To develop Fortitude, we needed access not just to one genome but reference multiple genomes—from this outbreak relative to previous viruses—to identify a region that is not only unique to the new virus but also relatively stable, so that it is common among all the current outbreak strains. This is where bioinformatics had a profound impact: not only did it enable us to make comparisons rapidly across the thousands of bases in the genome, but it also continues to help us make sense of the constant flow of sequences so that we can ensure that the diagnostic kits will continue to work even as the virus mutates.
Beyond diagnostics, once you have the genome sequenced, you can also use it to predict drug targets and start screening existing drugs in silico, greatly speeding up the search for much-needed therapies.
The meaning of mutations
Apart from addressing the urgent need for diagnostics and drugs and triggering vaccine development on the frontlines, bioinformatics also plays a crucial role in helping us understand how the virus is mutating. First of all, I would like to stress that mutations are normal, particularly for RNA viruses like SARS-CoV-2 which naturally make mistakes when replicating, making imperfect copies of themselves. But just because the virus is mutating does not necessarily mean that it is more dangerous.

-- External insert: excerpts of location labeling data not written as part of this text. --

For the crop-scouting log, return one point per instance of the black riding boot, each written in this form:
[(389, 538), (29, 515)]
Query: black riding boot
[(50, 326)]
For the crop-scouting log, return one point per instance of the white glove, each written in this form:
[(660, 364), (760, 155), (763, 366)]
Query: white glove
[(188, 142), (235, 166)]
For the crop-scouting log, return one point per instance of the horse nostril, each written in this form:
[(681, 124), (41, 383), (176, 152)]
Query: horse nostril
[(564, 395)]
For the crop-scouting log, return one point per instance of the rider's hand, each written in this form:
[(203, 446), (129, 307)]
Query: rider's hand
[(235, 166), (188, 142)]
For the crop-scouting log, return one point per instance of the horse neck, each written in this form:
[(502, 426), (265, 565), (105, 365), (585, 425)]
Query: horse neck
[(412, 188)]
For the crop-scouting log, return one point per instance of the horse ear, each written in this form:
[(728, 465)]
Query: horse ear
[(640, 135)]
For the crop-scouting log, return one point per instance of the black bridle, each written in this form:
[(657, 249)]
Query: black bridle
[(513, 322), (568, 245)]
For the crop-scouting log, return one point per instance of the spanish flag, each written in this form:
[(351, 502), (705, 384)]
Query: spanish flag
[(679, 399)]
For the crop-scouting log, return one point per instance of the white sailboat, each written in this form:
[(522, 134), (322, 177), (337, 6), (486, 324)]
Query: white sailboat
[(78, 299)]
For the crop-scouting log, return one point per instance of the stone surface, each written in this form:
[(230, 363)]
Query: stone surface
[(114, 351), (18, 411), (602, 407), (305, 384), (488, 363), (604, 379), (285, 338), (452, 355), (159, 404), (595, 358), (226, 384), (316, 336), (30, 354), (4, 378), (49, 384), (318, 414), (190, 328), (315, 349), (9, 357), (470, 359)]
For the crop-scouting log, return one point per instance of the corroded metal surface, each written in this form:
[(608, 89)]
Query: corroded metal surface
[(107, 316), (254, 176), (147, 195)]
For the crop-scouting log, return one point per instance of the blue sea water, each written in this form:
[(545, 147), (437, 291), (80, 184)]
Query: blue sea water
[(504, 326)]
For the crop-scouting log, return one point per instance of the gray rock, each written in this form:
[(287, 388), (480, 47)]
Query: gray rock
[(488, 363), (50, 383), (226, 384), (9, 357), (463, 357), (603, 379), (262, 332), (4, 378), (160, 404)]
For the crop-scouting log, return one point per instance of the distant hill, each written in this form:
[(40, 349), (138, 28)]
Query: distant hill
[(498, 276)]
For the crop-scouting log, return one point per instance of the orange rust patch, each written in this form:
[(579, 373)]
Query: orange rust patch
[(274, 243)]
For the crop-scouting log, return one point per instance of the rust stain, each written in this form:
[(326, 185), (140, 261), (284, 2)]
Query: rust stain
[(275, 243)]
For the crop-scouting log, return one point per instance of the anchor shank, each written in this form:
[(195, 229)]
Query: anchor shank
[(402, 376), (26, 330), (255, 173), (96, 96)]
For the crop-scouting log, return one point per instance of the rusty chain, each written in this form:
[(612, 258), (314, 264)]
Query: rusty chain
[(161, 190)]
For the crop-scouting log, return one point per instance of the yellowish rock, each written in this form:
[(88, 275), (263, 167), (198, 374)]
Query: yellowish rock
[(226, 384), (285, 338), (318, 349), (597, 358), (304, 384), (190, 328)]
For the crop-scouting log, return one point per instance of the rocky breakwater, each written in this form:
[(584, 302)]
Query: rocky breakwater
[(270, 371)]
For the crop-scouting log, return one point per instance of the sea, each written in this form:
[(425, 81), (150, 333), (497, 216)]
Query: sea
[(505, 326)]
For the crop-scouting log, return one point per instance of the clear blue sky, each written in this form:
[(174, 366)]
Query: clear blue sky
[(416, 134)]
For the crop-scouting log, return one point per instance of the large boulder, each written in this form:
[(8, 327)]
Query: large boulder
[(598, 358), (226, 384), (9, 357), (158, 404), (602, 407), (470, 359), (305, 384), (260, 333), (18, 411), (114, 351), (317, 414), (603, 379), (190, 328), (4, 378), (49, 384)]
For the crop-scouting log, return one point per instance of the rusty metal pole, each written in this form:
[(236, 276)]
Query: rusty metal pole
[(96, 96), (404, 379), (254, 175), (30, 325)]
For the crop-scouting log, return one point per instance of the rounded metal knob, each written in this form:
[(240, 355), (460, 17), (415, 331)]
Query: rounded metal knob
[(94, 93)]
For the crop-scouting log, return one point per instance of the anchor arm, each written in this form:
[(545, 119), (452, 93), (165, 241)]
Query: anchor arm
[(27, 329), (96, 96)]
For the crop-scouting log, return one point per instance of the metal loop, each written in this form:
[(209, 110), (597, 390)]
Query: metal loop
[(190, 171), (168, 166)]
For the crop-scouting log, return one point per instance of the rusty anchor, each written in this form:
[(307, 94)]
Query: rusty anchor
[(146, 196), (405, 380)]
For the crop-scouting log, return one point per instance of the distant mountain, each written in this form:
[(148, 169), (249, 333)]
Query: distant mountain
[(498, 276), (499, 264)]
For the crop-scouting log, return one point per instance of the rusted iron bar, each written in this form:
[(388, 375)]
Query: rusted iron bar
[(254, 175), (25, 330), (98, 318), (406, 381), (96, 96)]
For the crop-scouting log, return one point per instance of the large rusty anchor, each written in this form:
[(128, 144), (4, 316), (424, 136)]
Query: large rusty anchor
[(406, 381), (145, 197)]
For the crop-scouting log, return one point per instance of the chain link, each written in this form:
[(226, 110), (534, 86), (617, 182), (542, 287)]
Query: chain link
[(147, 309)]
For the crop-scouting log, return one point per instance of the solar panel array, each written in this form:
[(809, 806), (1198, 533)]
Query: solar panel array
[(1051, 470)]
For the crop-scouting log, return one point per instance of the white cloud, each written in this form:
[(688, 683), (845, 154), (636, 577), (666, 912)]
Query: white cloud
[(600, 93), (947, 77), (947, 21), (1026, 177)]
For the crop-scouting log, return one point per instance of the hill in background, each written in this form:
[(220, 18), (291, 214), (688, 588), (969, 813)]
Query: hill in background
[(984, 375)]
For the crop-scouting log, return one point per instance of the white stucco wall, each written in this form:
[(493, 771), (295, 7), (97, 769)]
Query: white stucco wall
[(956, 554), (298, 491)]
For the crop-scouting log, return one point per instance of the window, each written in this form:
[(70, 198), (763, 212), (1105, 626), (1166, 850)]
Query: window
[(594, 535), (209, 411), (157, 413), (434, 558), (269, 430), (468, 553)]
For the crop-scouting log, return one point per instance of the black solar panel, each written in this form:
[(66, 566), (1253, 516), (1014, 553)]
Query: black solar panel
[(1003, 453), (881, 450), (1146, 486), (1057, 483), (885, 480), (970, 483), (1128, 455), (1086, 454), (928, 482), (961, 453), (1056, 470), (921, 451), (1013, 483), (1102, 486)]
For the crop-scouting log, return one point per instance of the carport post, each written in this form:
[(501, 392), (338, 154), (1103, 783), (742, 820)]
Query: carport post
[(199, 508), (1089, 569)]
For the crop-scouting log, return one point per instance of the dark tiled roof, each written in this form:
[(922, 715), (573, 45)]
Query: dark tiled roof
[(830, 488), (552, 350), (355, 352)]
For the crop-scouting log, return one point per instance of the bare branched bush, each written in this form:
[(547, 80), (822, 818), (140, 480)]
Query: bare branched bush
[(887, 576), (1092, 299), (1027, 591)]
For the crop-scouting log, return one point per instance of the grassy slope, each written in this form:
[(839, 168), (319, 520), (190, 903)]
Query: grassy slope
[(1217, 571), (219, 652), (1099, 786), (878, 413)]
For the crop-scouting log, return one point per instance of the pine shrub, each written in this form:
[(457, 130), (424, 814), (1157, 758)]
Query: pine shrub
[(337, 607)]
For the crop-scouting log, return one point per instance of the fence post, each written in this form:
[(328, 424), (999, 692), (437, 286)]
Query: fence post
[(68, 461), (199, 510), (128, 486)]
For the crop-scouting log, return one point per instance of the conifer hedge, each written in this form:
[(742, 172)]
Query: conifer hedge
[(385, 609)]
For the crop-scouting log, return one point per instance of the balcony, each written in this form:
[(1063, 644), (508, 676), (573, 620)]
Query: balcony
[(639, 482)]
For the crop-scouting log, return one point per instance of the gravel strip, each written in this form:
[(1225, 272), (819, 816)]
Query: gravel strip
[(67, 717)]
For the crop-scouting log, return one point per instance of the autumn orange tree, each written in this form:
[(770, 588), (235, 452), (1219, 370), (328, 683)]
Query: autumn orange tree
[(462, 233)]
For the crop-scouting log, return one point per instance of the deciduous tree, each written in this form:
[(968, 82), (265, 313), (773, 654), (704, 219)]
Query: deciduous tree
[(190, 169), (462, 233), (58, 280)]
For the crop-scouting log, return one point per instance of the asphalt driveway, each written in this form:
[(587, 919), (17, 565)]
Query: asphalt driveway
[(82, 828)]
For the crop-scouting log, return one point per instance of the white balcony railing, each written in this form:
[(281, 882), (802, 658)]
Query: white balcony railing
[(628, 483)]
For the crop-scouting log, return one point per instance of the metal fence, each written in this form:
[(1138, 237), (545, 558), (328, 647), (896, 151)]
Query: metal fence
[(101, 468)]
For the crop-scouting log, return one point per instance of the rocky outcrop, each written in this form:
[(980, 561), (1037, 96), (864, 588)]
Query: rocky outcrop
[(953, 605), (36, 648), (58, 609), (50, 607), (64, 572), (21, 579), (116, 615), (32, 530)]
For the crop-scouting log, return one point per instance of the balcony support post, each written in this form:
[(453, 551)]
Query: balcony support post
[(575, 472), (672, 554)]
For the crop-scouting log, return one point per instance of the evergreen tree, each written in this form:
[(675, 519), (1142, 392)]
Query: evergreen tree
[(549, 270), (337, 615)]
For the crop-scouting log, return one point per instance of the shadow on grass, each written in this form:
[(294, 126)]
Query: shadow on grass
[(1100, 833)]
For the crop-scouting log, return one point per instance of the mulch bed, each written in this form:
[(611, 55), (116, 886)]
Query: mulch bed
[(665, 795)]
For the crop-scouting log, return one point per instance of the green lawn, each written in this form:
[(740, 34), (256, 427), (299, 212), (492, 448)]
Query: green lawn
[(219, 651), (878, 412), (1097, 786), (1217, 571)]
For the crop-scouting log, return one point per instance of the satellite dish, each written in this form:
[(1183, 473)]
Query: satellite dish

Secondly, most mutations are small and are either bad for the virus or have no impact at all. To give you an analogy, if the entire virus genome is like a car, the mutated form of the virus would be the same car in the same color with only a tiny difference such as a single letter difference in the license plate. Just as this change in the license plate doesn’t affect the performance of the car or make it more fuel-efficient, these mutations do not mean that the virus has become more or less virulent.
However, this “changed license plate” can tell us where the car came from and when it was registered. Similarly, mutations can give us a sense of how the different viral “cars” are related to each other, a piece of information that we can then use in contact tracing.
On very rare occasions, it is possible that there are mutations that do actually change the performance and fitness of the virus and it often requires multiple steps. For example, one such set of mutations in the evolution of SARS-CoV-2 is thought to have given it the ability to jump from animals like bats or pangolins into human hosts.
With real-time genomic surveillance enabled by platforms such as GISAID in combination with modern tools of bioinformatics, we can quickly detect these rare changes when they occur and judge if they affect diagnostics, treatments or increase virulence. For example, the virus that caused the outbreak in Europe had evolved to be slightly different from the original strain, such that it was not so well detected by the RT-PCR kit initially developed by colleagues in China based on the first outbreak genomes. As soon as we saw that change, we notified our colleagues and, armed with that information, they were able to quickly change their protocols and subsequently were able to fully detect the new European strains as well.